Before starting your calf muscles building plan, you should understand the background of calf and how it functions. Many people may not understand clearly on the function of calf and thus made unnecessary mistake when trying to build up calf muscles. The main function of this part of your leg is to extend the ankle and is mainly built up with gastrocnemius and soleus muscles. Both of these muscles joint and attach to the heel which forms Achilles tendon.
There are many methods that you can use to build muscle for your calf, here is a list of 5 workout programs that you can practice to build up your calf muscles.
1. Donkey Calf Raise
Step onto any raised platform or the handle of the dumbbells with the entire balls of your feet. Lean forward at a 90-degree angle and get yourself support by holding onto something. This workout is named as donkey calf raise because somebody can sit on your lower back to put on resistance. It is vital that you do not cheat by using your arms to lift your bodyweight. Simply stand up on the balls of your feet extending your calf muscles in order to complete a repetition. It is perfectly well to carry out this workout with either bent knees or straight knees to entirely recruit the gastrocnemius muscle. Go as high as possible on each rep and move down with proper control.
Donkey calf raise exercise video
2. Standing Calf Raise
Standing calf raise is another workout that you can carry out to build up calf muscles. This workout is designed particularly to focus on the outermost muscles, as these muscles are mainly responsible for the size as well as the shape of your calves.
First of all, you need to find a raised step with railing installed so that you can hold on to the rail to balance your body. Arch hanging off the back by standing on the step and raise up you toes as high as possible. Do this slowly and stop for a second when you reach the peak that you can reach. Return to the original position slowly and practice for at least 8 to 12 times per leg.
Standing calf raise exercise video
3. Seated Calf Raise
Seated calf raise is a workout that designed to improve the calf’s soleus muscle. This workout is easy to perform, what you have to do at first is to sit on the machine with a ball of your feet on the edge of the foot pad. Lift you calves to take the weight off rack and drop your heels slowly. Raise your heel again to the maximum height that you can reach, stop at that position and squeeze the calf muscle, then lower back down slowly. Repeat this as many times as you desire.
Seated calf raise exercise video
4. Weighted Calf Raise
Find a step and stand with just your toes on the edge of the step. Raise and lower your heel gently by using your calf muscles.

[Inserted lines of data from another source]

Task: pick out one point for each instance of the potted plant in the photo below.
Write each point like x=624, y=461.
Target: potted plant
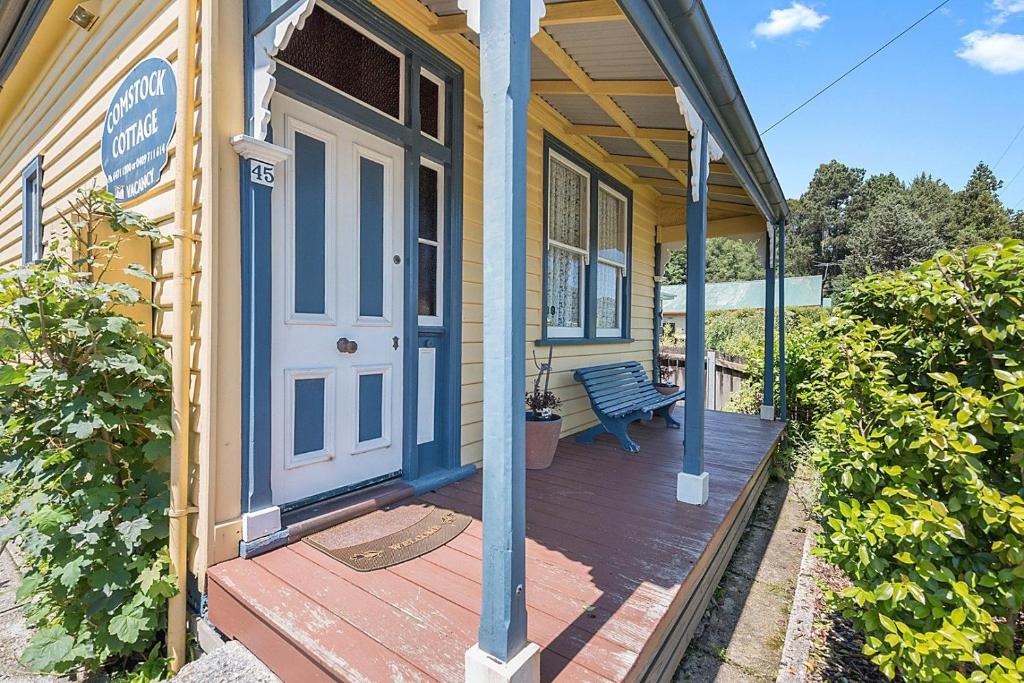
x=666, y=375
x=544, y=426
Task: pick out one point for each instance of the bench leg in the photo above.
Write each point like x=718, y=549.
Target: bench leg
x=619, y=429
x=670, y=421
x=589, y=435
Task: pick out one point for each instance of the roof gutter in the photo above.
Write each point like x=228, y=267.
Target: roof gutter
x=18, y=22
x=680, y=36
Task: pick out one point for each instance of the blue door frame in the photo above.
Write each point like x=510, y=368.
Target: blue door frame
x=430, y=465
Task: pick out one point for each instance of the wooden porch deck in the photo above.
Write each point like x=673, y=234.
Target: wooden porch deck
x=619, y=572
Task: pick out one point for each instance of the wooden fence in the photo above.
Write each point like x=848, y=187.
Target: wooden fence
x=724, y=375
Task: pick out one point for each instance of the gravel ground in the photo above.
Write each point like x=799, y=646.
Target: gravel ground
x=13, y=633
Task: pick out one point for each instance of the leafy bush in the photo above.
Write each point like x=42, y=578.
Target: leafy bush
x=84, y=437
x=922, y=463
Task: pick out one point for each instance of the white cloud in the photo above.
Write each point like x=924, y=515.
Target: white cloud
x=997, y=52
x=1005, y=9
x=796, y=17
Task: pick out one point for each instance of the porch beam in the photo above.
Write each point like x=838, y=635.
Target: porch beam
x=768, y=402
x=503, y=652
x=667, y=183
x=641, y=88
x=692, y=483
x=781, y=319
x=635, y=133
x=646, y=162
x=568, y=66
x=582, y=11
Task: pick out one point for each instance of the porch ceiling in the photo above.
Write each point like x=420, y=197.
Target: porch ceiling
x=590, y=66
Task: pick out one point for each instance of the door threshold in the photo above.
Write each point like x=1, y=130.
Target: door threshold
x=300, y=522
x=318, y=516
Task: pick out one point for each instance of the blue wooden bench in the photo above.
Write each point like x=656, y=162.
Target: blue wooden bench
x=621, y=393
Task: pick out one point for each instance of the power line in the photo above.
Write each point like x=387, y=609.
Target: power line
x=1009, y=146
x=1016, y=175
x=856, y=67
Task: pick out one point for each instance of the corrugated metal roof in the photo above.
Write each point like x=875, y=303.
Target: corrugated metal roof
x=800, y=292
x=677, y=151
x=607, y=50
x=543, y=69
x=648, y=112
x=620, y=145
x=612, y=51
x=18, y=20
x=580, y=109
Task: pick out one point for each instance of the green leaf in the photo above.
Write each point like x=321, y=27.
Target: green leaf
x=127, y=627
x=48, y=649
x=131, y=530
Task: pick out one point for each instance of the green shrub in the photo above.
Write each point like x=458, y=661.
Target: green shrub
x=84, y=437
x=922, y=463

Some weight trainers will suggest you to use dumbbells at the same time for extra challenge. Also, you can load a weighted barbell and rest it across your the back of your shoulders. Calf raises workout can be done with a machine but that may not be as effective as by using free weights. To grow your calf muscle, you need heavy weight!
Weighted calf raise exercise video
5. Uphill Cardio
Uphill jogging or running is a good way to improve the strength of your calves and to build muscle. However, this exercise requires long term practice and the muscle growth is not significant in short term. In some cases, stairmaster or incline can be used to build up the calf muscles much faster.
What is the Benefits of Building Calf Muscles?
Developing big and strong calf muscles not only will improve your appearance for your lower body, it will also give you more power in your sprints and jumps during your sports programs. Your calf muscles along with your quadriceps will also help to support your knee joints and subsequently reducing ware and tare.